Мартин рассуждает разумно. Но я помню это украденное письмо чистым бланком, который был нужен Мердоку, не успевшему выкрасть его до того, как он превратился в рекомендацию Питера Селби. Какую роль и в какой игре она должна будет сыграть?
— Пасквы и Репье здесь нет, — говорит Мартин. — Зато я вижу Бидо.
— Кто это Бидо?
— Я тебе рассказывал. Второй гангстерский ферзь. Покупает голоса для «джентльменов».
Я всматриваюсь и с трудом разглядываю толстяка с отвисшими розовыми щеками в пиджаке из зеленого бильярдного сукна. С какими-то столь же ярко расцвеченными типами он энергично играет в покер.
— Это тот, из которого собираются сделать пудинг?
— Тот самый, — подтверждает Мартин.
— Мне его не жалко. Меня тревожит исчезновение Луи.
— Штучки Мердока.
— А может быть, инициатива Пасквы?
— Кто ты для Пасквы? Не миллионер, не игрок и не сыщик. В общем, человек неопасный.
— Я видел, где и куда сгружались слитки.
— Никто не заметил, да многие и не знали, что в ящиках серебро.
В дыму и гомоне никто и не замечает, как от входа к центру зала проходят двое с полицейскими автоматами. Идущий впереди — почти двухметрового роста, в застиранной клетчатой рубахе, с черным платком, закрывающим лицо до глаз. Второй — с открытым лицом, лишь старенькая студенческая каскетка нахлобучена на лоб.
— Луи Ренье, — тихо говорит Мартин. — Тот, кто сзади.

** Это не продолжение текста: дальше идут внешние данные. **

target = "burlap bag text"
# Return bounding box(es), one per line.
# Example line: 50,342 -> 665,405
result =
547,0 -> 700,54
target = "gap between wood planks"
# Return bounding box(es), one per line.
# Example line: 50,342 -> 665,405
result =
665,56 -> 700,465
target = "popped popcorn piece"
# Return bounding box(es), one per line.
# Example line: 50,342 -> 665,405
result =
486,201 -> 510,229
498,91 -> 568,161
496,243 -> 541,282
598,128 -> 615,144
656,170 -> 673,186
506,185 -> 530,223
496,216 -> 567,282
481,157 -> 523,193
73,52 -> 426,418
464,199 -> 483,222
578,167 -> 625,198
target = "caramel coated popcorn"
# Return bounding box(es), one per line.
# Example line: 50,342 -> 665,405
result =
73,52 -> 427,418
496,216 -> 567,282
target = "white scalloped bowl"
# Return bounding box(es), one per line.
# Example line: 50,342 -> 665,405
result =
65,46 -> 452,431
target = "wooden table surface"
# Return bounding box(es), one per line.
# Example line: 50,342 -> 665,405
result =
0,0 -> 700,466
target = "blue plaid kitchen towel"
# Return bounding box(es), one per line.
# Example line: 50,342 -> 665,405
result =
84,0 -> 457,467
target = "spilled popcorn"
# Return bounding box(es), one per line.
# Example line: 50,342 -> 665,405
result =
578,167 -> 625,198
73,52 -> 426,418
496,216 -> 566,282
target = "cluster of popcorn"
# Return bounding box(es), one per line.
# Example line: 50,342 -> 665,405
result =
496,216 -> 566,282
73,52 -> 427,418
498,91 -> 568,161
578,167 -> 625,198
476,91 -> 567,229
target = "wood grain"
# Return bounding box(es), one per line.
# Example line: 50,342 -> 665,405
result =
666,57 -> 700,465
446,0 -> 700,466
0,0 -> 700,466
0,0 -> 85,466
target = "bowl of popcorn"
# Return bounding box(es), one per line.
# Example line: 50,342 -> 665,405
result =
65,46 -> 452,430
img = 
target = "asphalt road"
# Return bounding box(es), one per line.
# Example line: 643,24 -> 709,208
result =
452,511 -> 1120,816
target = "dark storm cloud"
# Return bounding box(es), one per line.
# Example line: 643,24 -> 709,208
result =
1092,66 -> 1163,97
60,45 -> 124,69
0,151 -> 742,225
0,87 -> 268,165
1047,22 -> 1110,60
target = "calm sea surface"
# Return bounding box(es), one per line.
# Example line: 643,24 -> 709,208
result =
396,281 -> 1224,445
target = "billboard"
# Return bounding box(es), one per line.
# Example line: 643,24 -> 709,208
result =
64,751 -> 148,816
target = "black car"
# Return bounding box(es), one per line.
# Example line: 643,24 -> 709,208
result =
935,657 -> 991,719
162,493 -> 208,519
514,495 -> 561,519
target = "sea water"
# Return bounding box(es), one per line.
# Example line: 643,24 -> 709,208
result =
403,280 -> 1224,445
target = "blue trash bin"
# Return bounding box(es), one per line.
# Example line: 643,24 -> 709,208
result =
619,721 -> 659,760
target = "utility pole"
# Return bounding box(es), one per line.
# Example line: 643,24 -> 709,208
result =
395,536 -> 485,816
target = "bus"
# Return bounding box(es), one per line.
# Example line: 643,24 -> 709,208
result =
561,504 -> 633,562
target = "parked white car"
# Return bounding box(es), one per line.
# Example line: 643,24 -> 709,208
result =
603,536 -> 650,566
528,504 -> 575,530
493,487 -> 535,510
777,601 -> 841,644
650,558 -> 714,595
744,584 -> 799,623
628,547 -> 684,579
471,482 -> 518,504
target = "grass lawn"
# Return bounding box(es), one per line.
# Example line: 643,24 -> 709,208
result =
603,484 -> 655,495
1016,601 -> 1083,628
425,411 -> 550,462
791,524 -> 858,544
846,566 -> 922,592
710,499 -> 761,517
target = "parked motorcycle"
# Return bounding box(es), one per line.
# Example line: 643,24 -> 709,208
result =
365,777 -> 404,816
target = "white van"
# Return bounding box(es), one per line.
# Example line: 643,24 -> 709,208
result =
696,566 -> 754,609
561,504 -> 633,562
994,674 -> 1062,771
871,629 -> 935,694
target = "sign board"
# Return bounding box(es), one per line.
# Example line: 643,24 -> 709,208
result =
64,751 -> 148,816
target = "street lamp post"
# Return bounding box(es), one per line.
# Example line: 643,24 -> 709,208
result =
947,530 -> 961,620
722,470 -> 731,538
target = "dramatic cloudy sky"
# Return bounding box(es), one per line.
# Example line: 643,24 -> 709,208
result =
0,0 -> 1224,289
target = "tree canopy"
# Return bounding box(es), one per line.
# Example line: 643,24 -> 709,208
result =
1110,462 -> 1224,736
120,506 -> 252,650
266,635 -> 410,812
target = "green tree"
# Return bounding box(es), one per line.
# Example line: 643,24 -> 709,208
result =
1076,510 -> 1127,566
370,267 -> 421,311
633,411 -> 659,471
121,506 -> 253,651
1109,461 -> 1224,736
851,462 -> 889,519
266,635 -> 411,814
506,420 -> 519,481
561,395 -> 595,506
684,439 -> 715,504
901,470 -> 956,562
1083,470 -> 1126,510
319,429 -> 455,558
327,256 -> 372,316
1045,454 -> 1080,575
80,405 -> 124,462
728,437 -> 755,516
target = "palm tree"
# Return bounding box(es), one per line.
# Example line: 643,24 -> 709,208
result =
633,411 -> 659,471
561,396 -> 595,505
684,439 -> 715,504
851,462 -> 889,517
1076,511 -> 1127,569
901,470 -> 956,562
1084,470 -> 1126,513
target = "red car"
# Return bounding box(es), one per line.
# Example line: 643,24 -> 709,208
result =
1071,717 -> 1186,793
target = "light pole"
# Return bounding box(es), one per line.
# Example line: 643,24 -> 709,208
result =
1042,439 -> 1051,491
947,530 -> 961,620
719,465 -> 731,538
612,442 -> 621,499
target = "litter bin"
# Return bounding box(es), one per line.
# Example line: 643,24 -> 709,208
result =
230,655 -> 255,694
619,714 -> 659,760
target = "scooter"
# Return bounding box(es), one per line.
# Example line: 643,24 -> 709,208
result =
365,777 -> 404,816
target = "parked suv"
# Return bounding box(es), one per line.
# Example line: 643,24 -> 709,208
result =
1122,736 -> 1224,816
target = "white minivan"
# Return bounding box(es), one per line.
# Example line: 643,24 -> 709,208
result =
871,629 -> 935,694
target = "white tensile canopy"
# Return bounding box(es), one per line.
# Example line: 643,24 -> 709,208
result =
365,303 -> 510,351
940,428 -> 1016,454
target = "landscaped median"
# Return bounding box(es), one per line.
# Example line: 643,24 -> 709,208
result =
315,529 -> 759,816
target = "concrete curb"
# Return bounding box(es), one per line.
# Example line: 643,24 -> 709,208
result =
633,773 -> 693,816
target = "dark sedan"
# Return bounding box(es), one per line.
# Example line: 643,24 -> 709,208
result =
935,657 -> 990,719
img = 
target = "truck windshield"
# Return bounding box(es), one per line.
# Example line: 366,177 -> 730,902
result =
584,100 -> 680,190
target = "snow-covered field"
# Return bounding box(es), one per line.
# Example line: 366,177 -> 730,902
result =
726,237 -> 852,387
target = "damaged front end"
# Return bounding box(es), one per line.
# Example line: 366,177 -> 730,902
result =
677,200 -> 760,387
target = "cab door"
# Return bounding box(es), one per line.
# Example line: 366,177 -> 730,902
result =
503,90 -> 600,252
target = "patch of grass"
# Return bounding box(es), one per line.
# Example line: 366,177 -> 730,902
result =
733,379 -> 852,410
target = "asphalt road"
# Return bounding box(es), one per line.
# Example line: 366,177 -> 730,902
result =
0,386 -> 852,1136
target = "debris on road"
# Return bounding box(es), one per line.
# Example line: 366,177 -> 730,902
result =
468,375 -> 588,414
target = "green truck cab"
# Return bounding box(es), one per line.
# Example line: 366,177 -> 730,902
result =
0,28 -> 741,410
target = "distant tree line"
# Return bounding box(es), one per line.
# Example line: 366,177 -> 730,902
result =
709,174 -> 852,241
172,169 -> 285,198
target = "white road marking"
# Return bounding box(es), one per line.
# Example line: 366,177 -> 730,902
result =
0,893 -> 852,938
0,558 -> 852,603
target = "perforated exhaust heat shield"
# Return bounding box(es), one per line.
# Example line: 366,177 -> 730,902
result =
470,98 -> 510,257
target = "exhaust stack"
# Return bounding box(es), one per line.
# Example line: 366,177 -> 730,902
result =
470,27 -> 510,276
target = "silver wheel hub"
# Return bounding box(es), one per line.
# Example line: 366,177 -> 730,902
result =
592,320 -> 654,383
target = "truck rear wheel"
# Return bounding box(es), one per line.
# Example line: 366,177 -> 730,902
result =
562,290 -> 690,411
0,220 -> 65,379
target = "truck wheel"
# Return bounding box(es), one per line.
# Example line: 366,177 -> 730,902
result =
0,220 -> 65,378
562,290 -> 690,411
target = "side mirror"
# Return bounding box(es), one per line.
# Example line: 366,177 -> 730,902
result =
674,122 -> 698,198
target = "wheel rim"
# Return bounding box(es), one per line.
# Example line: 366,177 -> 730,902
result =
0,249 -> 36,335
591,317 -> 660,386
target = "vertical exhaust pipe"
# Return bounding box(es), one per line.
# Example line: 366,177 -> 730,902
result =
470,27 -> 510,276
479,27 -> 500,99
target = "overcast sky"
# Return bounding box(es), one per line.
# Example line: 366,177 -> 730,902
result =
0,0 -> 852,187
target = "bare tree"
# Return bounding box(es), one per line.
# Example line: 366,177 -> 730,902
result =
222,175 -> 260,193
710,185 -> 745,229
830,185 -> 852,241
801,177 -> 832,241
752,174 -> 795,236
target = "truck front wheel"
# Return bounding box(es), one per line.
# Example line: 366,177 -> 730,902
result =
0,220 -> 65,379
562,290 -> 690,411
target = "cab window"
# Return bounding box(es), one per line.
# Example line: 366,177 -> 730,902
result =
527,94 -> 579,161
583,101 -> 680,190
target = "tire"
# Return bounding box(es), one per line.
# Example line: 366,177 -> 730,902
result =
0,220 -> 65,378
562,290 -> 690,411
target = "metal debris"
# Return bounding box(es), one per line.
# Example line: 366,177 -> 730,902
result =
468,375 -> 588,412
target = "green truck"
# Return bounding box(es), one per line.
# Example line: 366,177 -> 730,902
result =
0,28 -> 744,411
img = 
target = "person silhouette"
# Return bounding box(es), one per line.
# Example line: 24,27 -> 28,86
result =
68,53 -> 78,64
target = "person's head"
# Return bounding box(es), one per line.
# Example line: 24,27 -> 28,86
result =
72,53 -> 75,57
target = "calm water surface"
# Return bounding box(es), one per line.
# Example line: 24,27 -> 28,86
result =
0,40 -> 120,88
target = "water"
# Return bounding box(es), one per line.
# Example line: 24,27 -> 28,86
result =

Высокий с завязанным лицом подымает автомат, прижимая его к бедру, и кричит на весь зал:
— Получай, Бидо!
И продолжает реплику автоматной очередью. Но одним мгновением раньше, чем кто-либо мог это понять или предвидеть, происходит нечто совсем неожиданное. Шедший сзади Луи Ренье, держа автомат за дуло, бьет прикладом по рукам стрелявшего, и очередь прошла под столом по ногам сидевших за картами. Стрелявший повернулся, и ударом тяжелого башмака свалил молодого человека на пол, и тут же полоснул по столику второй очередью. Третья ударила в грудь пытавшемуся подняться Луи.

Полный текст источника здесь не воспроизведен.